A su regreso a la Tierra, Michael Collins, junto a Neil Armstrong y Buzz Aldrin, hicieron una gira internacional que terminó en Los ÁngelesEstados Unidos, donde se les otorgó la Medalla Presidencial de la Libertad, el honor civil más alto de ese país.

Michael Collins se retiró de la NASA en 1970. Su legado también está en el trabajo público, ya que fue el encargado de poner en marcha el Museo del Aire y el Espacio en Washington, inaugurado en 1976.

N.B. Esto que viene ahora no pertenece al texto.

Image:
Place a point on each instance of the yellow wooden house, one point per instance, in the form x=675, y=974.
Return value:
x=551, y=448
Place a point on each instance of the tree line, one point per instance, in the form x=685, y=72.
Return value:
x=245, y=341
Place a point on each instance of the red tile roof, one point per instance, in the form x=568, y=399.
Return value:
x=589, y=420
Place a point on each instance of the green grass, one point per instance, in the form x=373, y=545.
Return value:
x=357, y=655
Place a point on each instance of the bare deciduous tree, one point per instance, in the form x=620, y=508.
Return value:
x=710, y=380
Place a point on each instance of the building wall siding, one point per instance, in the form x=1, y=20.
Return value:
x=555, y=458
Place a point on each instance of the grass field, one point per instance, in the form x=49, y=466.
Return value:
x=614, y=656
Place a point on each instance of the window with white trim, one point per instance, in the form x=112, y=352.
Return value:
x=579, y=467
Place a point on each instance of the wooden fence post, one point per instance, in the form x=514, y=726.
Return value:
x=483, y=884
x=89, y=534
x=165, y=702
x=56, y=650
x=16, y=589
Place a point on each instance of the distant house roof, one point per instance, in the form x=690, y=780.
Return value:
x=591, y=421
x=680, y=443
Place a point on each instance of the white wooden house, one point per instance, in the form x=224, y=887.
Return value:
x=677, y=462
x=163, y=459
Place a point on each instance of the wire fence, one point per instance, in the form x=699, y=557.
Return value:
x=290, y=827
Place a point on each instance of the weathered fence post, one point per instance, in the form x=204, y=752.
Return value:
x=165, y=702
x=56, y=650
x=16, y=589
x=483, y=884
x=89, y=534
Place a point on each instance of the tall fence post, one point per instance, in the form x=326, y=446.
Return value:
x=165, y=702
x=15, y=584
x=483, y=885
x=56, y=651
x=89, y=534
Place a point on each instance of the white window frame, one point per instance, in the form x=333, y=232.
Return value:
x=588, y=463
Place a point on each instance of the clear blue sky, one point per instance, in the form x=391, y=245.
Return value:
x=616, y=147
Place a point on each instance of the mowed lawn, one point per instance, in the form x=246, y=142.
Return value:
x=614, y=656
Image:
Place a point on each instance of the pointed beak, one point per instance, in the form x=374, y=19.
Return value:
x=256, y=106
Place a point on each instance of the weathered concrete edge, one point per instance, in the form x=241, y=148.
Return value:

Después se encargó del Instituto Smithsoniano y en 1980 se desempeñó como vicepresidente de la LTV Aerospace and Defense Company

Michael Collins escribió numerosos libros en los que retrató sus experiencias en el programa espacial, como la autobiografía Carrying the Fire: An Astronaut’s Journeys.

 

La familia del astronauta confirmó que la muerte de Collins se debió al cáncer que padecía. Pidió mantener el legado de quien pudo mirar la Tierra desde el espacio como podía “contemplar las tranquilas aguas desde la cubierta de su barco de pesca”.